# How do you solve the system of equations -x+7y=3 and -4x+28y=12 by the elimination method?

Feb 24, 2017

Infinite solutions.

#### Explanation:

If we multiply $- x + 7 y = 3$ by $4$ it leads to

$- 4 x + 28 y = 12$, the same as the second equation.
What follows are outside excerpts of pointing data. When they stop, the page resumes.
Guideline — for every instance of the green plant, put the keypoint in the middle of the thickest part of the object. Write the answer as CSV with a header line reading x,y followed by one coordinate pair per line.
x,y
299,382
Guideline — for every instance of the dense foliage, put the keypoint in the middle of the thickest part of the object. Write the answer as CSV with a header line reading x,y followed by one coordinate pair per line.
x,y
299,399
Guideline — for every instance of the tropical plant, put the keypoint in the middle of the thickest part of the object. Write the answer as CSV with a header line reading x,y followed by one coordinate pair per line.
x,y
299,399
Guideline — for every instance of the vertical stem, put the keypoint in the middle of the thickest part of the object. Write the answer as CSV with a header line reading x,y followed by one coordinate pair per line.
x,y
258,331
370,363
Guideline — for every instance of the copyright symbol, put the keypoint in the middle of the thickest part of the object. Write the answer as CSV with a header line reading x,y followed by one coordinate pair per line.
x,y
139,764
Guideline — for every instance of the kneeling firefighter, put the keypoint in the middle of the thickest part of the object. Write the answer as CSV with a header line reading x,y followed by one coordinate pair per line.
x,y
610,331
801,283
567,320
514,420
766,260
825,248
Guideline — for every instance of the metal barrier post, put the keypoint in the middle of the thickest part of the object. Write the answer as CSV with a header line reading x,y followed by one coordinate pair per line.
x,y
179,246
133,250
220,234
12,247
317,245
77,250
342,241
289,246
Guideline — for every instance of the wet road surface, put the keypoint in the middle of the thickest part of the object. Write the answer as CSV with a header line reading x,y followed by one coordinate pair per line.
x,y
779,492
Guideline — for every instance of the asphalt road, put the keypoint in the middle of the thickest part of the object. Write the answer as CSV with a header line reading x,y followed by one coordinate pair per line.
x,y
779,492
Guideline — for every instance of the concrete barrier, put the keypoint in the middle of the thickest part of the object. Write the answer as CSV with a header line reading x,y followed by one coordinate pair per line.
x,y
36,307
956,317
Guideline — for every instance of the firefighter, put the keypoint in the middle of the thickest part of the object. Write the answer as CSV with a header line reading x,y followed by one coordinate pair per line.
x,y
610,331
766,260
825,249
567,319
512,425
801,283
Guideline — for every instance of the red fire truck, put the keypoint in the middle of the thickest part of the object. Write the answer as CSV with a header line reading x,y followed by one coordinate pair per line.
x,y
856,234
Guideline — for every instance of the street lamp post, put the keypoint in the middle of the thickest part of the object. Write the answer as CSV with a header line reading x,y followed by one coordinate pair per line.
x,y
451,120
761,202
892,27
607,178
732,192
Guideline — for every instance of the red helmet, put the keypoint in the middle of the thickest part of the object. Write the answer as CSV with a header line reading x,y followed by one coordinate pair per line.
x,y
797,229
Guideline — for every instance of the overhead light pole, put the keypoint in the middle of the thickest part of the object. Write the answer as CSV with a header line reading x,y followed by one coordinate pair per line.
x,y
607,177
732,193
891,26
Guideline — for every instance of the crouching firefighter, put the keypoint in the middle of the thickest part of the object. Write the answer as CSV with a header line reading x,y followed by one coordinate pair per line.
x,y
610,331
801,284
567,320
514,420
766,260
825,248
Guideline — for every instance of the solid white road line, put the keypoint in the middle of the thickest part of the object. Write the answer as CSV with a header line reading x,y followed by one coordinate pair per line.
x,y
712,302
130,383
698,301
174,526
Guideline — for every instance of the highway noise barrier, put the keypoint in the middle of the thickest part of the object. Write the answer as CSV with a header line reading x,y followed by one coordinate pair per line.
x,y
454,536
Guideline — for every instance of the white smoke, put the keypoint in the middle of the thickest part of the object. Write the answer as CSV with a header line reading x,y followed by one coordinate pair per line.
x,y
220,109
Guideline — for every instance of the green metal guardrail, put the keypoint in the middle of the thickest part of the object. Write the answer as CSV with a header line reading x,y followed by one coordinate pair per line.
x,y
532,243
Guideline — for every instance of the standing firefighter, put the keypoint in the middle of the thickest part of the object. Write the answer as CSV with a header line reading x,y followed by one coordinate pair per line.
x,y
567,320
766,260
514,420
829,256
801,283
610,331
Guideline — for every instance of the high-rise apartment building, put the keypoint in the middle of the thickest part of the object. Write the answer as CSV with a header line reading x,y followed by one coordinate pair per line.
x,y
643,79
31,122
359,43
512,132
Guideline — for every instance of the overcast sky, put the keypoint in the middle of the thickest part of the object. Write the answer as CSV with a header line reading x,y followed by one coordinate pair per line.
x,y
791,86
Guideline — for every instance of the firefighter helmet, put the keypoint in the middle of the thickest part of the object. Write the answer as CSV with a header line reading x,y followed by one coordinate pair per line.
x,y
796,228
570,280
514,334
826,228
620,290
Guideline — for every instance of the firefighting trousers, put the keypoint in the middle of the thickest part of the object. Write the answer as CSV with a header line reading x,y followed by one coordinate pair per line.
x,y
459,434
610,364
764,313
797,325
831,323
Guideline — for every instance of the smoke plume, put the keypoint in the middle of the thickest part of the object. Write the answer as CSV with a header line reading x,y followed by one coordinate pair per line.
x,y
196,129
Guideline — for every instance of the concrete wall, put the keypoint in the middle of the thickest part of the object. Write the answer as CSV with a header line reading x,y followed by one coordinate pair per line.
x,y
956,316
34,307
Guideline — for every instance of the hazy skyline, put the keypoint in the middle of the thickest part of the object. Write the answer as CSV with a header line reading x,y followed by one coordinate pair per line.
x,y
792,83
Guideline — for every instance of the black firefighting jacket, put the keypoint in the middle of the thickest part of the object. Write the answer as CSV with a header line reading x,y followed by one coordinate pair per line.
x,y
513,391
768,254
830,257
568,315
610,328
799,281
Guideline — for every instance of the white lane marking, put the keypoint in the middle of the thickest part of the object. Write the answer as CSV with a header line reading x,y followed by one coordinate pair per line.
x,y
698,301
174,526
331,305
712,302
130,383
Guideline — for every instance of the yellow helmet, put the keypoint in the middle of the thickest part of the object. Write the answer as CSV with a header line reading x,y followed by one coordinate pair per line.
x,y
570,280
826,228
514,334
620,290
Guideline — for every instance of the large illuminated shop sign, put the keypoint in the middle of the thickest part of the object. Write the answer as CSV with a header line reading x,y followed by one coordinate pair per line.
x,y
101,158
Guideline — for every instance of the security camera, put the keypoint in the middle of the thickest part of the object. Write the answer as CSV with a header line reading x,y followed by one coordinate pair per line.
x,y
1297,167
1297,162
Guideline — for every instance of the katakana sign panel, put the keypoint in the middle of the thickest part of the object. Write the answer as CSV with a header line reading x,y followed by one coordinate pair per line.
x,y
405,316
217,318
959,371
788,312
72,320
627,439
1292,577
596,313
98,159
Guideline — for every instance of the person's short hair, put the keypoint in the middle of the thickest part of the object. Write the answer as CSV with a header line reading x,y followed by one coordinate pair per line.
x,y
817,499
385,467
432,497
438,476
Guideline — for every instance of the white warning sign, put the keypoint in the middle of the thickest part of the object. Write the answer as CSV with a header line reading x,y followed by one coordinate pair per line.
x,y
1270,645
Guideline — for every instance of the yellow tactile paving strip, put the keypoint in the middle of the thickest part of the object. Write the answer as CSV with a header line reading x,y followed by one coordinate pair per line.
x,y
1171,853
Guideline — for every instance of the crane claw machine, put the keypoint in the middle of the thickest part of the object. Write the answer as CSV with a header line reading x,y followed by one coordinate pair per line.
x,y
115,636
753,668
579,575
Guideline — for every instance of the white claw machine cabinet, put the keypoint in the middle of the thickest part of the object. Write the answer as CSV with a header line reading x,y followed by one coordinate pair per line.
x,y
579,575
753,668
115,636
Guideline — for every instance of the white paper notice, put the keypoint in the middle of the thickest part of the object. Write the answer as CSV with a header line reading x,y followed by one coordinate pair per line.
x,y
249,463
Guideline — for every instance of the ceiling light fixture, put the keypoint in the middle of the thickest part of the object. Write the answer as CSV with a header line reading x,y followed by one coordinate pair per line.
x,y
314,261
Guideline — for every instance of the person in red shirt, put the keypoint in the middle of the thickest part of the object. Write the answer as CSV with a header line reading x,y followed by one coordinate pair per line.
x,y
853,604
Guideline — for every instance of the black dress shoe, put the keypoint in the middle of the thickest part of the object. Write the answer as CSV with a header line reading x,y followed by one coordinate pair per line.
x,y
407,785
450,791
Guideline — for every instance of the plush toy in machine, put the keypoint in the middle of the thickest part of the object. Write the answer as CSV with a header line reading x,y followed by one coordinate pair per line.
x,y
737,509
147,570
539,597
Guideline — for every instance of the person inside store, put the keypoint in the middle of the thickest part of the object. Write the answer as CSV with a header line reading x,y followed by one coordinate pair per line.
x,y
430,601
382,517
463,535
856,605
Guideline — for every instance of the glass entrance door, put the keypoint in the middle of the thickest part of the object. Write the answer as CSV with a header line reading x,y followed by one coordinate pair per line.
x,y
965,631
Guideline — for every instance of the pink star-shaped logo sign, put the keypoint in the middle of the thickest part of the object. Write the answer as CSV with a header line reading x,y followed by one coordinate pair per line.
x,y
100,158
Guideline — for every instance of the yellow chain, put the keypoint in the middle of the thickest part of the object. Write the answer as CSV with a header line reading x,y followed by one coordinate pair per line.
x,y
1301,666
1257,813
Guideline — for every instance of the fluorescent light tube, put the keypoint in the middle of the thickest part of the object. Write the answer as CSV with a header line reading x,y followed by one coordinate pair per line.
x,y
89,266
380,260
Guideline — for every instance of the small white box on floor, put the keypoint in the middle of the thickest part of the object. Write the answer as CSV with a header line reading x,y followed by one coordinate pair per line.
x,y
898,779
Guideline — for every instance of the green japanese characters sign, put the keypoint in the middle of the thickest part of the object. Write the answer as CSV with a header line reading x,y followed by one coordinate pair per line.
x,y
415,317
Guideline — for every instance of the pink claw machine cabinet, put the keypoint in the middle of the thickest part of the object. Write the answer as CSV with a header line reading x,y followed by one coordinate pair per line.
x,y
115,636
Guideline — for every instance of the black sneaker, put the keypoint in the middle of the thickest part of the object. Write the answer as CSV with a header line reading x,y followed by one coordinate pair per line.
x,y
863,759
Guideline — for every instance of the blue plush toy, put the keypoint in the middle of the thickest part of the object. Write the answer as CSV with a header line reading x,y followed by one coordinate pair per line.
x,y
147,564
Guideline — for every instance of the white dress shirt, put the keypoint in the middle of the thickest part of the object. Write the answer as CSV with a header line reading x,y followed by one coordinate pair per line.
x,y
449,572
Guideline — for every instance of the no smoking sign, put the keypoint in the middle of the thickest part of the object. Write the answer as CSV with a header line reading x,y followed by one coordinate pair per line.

Hence $- x + 7 y = 3$ and $- 4 x + 28 y = 12$ represent same line

or two coinciding lines.

Now as $- x + 7 y = 3$ leads to $x = 7 y - 3$, any point $\left(7 k - 3 , k\right)$ falls on these lines and hence the sets of equation has infinite solutions as putting any value of $k$ will give a solution to 'two' equations.

Elimination method

Trying elimination method we have obtained $x = 7 y - 3$ from first equation and putting this in second eliminates $x$ and we get

$- 4 \left(7 y - 3\right) + 28 y = 12$

or $- 4 \times 7 y - 4 \times \left(- 3\right) + 28 y = 12$

or $- 28 y + 12 + 28 y = 12$

or $12 = 12$

When we have such pair of equations, as may be observed, we find that other variable too is eliminated and we get $a = a$, where $a$ is a real number (here $a = 12$). This denotes 'two' coinciding lines (when graphed) and infinite solutions.

Note - if we get two unequal numbers $a = b$, where $a$ and $b$ are two different numbers, this means two parallel lines. For example one can try for $- x + 7 y = 8$ and $- 4 x + 28 y = 12$.